The international contrast is instructive on this point. Legal actors in other places—especially in Australia and Scotland—are more concerned about the potential hazards of giving judges the increased power and discretion afforded in the problem solving court context. Cognizant of this power, and the concomitant potential for abuse, judicial actors in Australia and Scotland hold that the judge’s actions should be checked in deference to considerations of due process, the protection of individual rights, and commitments to the ideals of fittingness and proportionality. Miller and Johnson describe at least some instances where checks on judicial power, as such, might be in order. During one court appearance, a participant named Audrey was handcuffed and sent to jail for two weeks (though it was meant to be one week) because of a “bad attitude”; and she was later reprimanded in open court and sent back to work release because she did her laundry at her mother’s house rather than at a commercial laundry mat, though she was never told that her three-hour laundry pass specified or precluded a particular location for the activity.
The heavy-handedness of problem solving court judges is also revealed in the following instructions by a judge to a participant named Dan who had just spoken of his wish to reconcile with his family:
Do you know how many times I’ve heard this story? Everybody coming in to my court tells me that they are going to reunite. And you know how many do? [Holding his thumb and index finger together to signify a zero] None. That’s right. Not a single one.

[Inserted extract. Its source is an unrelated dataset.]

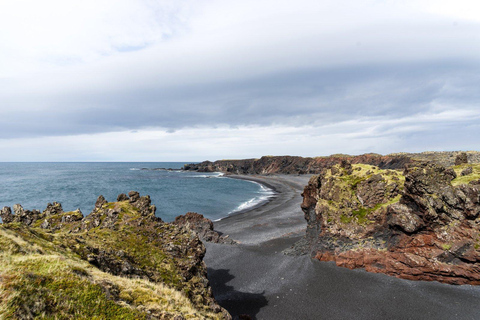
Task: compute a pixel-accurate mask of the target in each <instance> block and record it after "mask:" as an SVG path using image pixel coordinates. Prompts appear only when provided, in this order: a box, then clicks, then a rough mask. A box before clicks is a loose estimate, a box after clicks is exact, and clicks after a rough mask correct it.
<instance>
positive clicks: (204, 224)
mask: <svg viewBox="0 0 480 320" xmlns="http://www.w3.org/2000/svg"><path fill="white" fill-rule="evenodd" d="M172 223H173V224H175V225H177V226H180V227H186V228H188V229H190V230H192V231H195V233H196V234H197V235H198V237H199V238H200V239H202V240H204V241H207V242H214V243H226V244H235V243H236V242H235V241H234V240H232V239H230V238H229V237H228V236H225V235H222V234H220V233H219V232H217V231H215V230H213V222H212V220H210V219H207V218H205V217H204V216H203V215H202V214H199V213H196V212H187V214H185V215H181V216H178V217H176V218H175V221H174V222H172Z"/></svg>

Everyone wants to reunite, but I tell them to focus on their real problems. (P. 190)
In spite of this judge’s “encouragement,” Dan did eventually reconcile and move back in with his wife and kids. The judge’s more active and engaged participation in judicial proceedings, as revealed in these interactions, is indicative of the transformed courtroom roles fostered by problem solving courts. Also altered are the roles of lawyers who, instead of acting in an adversarial manner, work cooperatively as members of the same team. In spite of the authors’ assertion that legal actors are no longer concerned about these role reversals, defense lawyers and those writing from a defense perspective remain among the most forceful critics of problem solving courts.

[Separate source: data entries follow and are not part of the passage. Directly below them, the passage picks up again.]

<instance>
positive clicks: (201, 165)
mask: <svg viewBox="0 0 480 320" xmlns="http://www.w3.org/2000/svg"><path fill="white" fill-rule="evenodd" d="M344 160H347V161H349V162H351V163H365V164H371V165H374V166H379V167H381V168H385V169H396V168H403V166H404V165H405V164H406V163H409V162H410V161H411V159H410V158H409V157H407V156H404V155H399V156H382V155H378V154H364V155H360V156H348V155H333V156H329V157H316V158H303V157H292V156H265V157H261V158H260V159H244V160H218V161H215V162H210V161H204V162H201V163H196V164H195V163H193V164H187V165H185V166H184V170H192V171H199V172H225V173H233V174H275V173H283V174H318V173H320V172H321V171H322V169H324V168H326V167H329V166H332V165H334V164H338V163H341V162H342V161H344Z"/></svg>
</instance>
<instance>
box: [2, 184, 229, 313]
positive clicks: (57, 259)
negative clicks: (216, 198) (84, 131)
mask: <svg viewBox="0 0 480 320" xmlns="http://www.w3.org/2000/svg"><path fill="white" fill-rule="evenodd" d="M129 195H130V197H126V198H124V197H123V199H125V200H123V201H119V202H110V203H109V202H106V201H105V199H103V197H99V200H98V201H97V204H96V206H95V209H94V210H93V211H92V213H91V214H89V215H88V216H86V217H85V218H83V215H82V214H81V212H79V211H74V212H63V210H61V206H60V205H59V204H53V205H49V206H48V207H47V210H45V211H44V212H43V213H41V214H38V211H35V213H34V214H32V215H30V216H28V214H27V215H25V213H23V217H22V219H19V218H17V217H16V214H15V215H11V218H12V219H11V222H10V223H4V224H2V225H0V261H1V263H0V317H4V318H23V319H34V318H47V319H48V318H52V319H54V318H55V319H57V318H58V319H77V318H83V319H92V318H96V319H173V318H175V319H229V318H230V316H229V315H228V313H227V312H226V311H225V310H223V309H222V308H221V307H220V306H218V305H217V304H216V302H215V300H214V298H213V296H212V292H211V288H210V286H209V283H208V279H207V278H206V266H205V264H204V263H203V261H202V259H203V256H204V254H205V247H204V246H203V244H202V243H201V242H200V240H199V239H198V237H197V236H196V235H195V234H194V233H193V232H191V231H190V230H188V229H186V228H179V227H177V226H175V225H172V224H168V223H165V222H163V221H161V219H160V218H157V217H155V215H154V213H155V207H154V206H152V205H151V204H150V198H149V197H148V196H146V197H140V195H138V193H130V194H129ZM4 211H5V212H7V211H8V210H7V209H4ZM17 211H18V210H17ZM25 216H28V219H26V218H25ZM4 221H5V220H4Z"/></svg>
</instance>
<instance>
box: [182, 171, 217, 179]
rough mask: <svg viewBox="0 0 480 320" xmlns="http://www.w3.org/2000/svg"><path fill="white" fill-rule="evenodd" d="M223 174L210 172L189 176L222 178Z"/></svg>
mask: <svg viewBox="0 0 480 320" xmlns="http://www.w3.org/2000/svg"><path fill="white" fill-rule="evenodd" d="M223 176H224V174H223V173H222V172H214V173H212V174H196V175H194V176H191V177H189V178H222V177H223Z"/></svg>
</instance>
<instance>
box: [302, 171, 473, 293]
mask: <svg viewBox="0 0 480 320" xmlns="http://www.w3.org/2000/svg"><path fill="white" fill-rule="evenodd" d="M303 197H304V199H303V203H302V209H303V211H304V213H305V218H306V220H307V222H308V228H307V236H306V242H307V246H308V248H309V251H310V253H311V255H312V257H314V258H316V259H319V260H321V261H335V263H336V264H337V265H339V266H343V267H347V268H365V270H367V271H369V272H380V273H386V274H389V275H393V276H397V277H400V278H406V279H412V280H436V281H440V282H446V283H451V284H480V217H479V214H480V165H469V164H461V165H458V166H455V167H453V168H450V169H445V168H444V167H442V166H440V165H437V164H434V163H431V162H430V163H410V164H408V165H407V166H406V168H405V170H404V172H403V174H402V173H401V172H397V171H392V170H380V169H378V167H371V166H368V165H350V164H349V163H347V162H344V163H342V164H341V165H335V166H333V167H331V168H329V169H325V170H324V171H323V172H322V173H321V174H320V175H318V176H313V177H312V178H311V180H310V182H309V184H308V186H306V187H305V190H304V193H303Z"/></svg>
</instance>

Miller and Johnson acknowledge some of these criticisms even while they also highlight and endorse what they see as the positive features of problem solving courts. Readers will appreciate their balanced and even-handed approach, and readers will learn much from the individual stories and struggles of problem solving court participants depicted in the book. Problem Solving Courts will be of interest to both criminal justice practitioners and those studying in the related fields of criminology, law and society, criminal justice, and sociology of law. The book will also work in a complementary fashion alongside comparative accounts of problem solving courts and related legal innovations.